13.03.2018 | 09h00


FALSA MÉDICA

Mandante do assassinato de prefeito falsificou documentos para conseguir diploma

Entre os anos de 2006 a 2007, a denunciada usou documento público falso para obter a transferência do curso de Medicina oferecido pelo InstitutoTocantinense Presidente Antônio Carlos Ltda para a Universidade de Iguaçu (UNIG), no Estado do Rio de Janeiro.



Yana Fois Coelho Alvarenga apontada como mandante do assassinato do ex-prefeito de ex-prefeito de Colniza (860 km de Cuiaabá) Esvandir Antônio Mendes, agora é acusada pelo Ministério Público do Estado (MPE) por exercício ilegal da profissão, por ter falsificado documentos para conseguir o diploma de médica e em seguida, ter apresentado certificado irregular de conclusão de residência médica na especialidade de pediatria, para conseguir atender no  Hospital Municipal André Maggi. 

Segundo o MPE, a ação partiu de nova denúncia oferecida na sexta-feira (9) contra a falsa médica. Yana já havia sido denunciada pelos crimes de  falsidade ideológica e uso de documento falso. A acusada, que  também responde por participação na morte do ex-prefeito, está presa na Penitenciária Ana Maria do Couto May, em Cuiabá.

De acordo com a nova denúncia do MPE, Yana Fois Coelho Alvarenga exercia a profissão de médica  sem autorização legal, já que uma períca constatou que entre os anos de 2006 a 2007, a denunciada usou documento público falso para obter a transferência do curso de Medicina oferecido pelo InstitutoTocantinense Presidente Antônio Carlos Ltda para a Universidade de Iguaçu (UNIG), no Estado do Rio de Janeiro.

Durante as investigações, o MPE teve acesso a ofícios expedidos pelo Instituto Tocantinense Presidente Antônio Carlos Ltda, em julho de 2007, informando à Universidade de Iguaçu (UNIG) que os documentos utilizados pela referida acadêmica para efetivar a transferência  foram adulterados grosseiramente. Além de ter sido reprovada em quase todas as disciplinas do curso, consta na denúncia, que ela havia desistido da graduação  antes da transferência para o Estado do Rio de Janeiro.

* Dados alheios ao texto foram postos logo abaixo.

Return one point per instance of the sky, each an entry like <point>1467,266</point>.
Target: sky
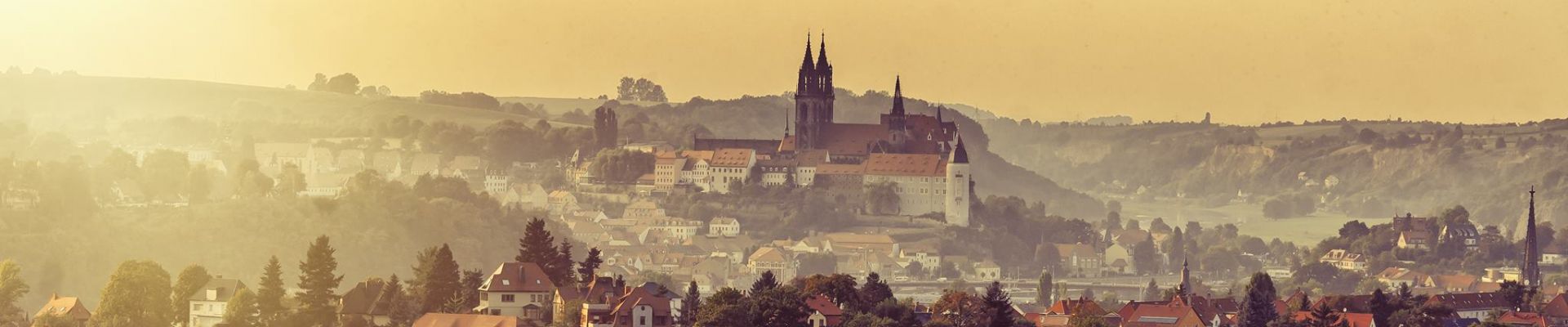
<point>1245,61</point>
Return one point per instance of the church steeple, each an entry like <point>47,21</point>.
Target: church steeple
<point>1530,271</point>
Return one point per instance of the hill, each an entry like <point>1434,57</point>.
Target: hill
<point>1349,168</point>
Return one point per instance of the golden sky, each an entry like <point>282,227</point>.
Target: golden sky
<point>1244,60</point>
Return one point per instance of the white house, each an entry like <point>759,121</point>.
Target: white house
<point>209,304</point>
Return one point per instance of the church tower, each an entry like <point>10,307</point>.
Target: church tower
<point>959,186</point>
<point>1530,271</point>
<point>813,98</point>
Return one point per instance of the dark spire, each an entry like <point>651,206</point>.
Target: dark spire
<point>806,61</point>
<point>1530,274</point>
<point>822,54</point>
<point>898,96</point>
<point>960,155</point>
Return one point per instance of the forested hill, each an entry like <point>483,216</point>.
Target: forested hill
<point>764,117</point>
<point>1361,168</point>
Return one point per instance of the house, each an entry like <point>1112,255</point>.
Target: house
<point>207,306</point>
<point>1079,260</point>
<point>640,307</point>
<point>595,298</point>
<point>69,307</point>
<point>1472,304</point>
<point>518,289</point>
<point>1344,260</point>
<point>1346,320</point>
<point>1462,233</point>
<point>724,226</point>
<point>773,260</point>
<point>1414,231</point>
<point>1556,310</point>
<point>823,313</point>
<point>988,271</point>
<point>452,320</point>
<point>1392,277</point>
<point>369,301</point>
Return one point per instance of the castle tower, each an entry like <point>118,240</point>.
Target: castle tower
<point>1530,271</point>
<point>1186,280</point>
<point>959,186</point>
<point>813,98</point>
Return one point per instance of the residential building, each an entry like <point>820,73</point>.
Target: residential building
<point>209,304</point>
<point>369,301</point>
<point>1344,260</point>
<point>69,307</point>
<point>518,289</point>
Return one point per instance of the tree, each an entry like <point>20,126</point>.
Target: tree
<point>874,291</point>
<point>588,267</point>
<point>137,296</point>
<point>882,199</point>
<point>317,285</point>
<point>764,284</point>
<point>1000,306</point>
<point>1153,291</point>
<point>190,282</point>
<point>1145,258</point>
<point>1258,304</point>
<point>1043,294</point>
<point>537,245</point>
<point>690,306</point>
<point>240,310</point>
<point>270,296</point>
<point>11,289</point>
<point>1176,252</point>
<point>436,279</point>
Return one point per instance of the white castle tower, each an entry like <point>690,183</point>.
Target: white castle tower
<point>959,183</point>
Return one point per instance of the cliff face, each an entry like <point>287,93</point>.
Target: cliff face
<point>1421,172</point>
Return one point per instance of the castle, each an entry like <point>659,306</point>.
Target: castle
<point>921,155</point>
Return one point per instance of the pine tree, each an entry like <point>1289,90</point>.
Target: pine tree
<point>1258,304</point>
<point>537,245</point>
<point>874,291</point>
<point>190,282</point>
<point>270,296</point>
<point>1000,306</point>
<point>318,282</point>
<point>240,311</point>
<point>764,284</point>
<point>564,265</point>
<point>590,266</point>
<point>688,306</point>
<point>438,277</point>
<point>1043,296</point>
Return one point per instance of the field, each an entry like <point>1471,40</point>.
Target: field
<point>1247,217</point>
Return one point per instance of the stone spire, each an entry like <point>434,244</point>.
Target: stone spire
<point>1186,282</point>
<point>1530,271</point>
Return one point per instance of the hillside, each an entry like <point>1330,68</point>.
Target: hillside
<point>1356,168</point>
<point>95,105</point>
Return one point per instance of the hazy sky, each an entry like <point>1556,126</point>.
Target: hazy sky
<point>1244,60</point>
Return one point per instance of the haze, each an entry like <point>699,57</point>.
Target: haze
<point>1247,61</point>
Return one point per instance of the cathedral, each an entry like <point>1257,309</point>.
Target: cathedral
<point>921,156</point>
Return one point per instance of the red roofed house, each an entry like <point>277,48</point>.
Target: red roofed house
<point>518,289</point>
<point>823,313</point>
<point>68,307</point>
<point>452,320</point>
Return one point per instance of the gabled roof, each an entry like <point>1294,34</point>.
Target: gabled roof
<point>518,277</point>
<point>225,286</point>
<point>452,320</point>
<point>60,306</point>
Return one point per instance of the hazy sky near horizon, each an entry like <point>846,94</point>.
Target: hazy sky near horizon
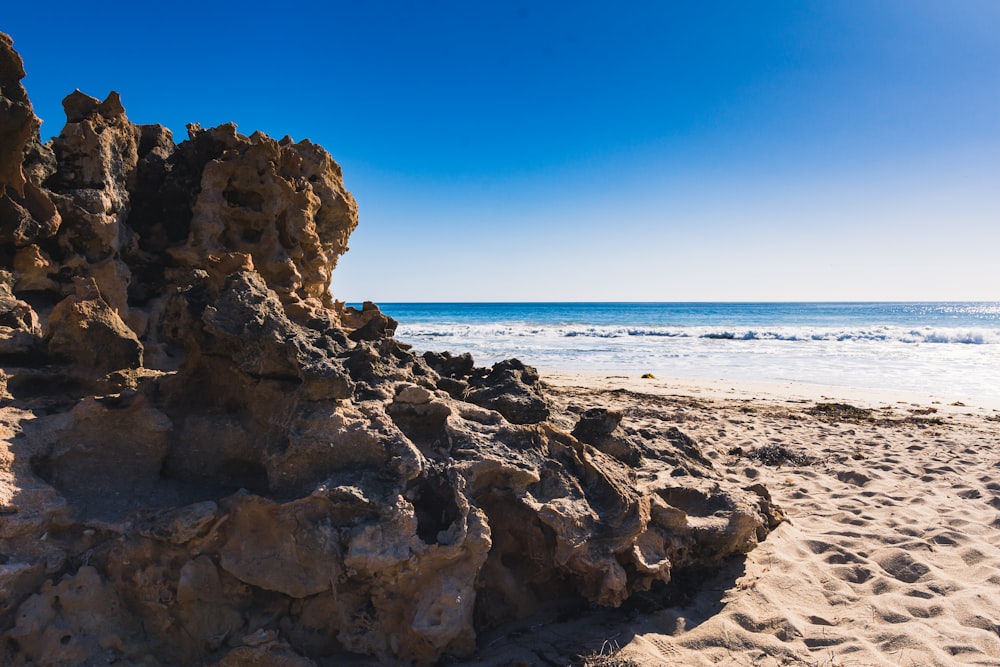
<point>549,151</point>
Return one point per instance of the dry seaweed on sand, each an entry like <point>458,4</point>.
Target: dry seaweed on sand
<point>840,412</point>
<point>774,455</point>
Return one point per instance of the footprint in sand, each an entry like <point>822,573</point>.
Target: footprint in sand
<point>901,566</point>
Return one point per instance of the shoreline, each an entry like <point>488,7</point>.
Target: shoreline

Ainda, segundo o MPE, em março de 2008, o reitor da Universidade de Iguaçu expediu portaria, confirmando a  desconstituição de colação de grau de Yana Fois Coelho, com a consequente invalidação do diploma de médica. O fato foi, inclusive, comunicado ao Conselho Regional de Medicina do Rio de Janeiro.

“A denunciada se utilizou o siploma invalidado, para o exercício ilegal da medicina, no Hospital Municipal André Maggi, entre os anos de 2015 a 2017, laborando, inclusive, no dia em que o então Prefeito de Colniza, Esvandir Antônio Mendes, veio a óbito”, destaca a denúncia.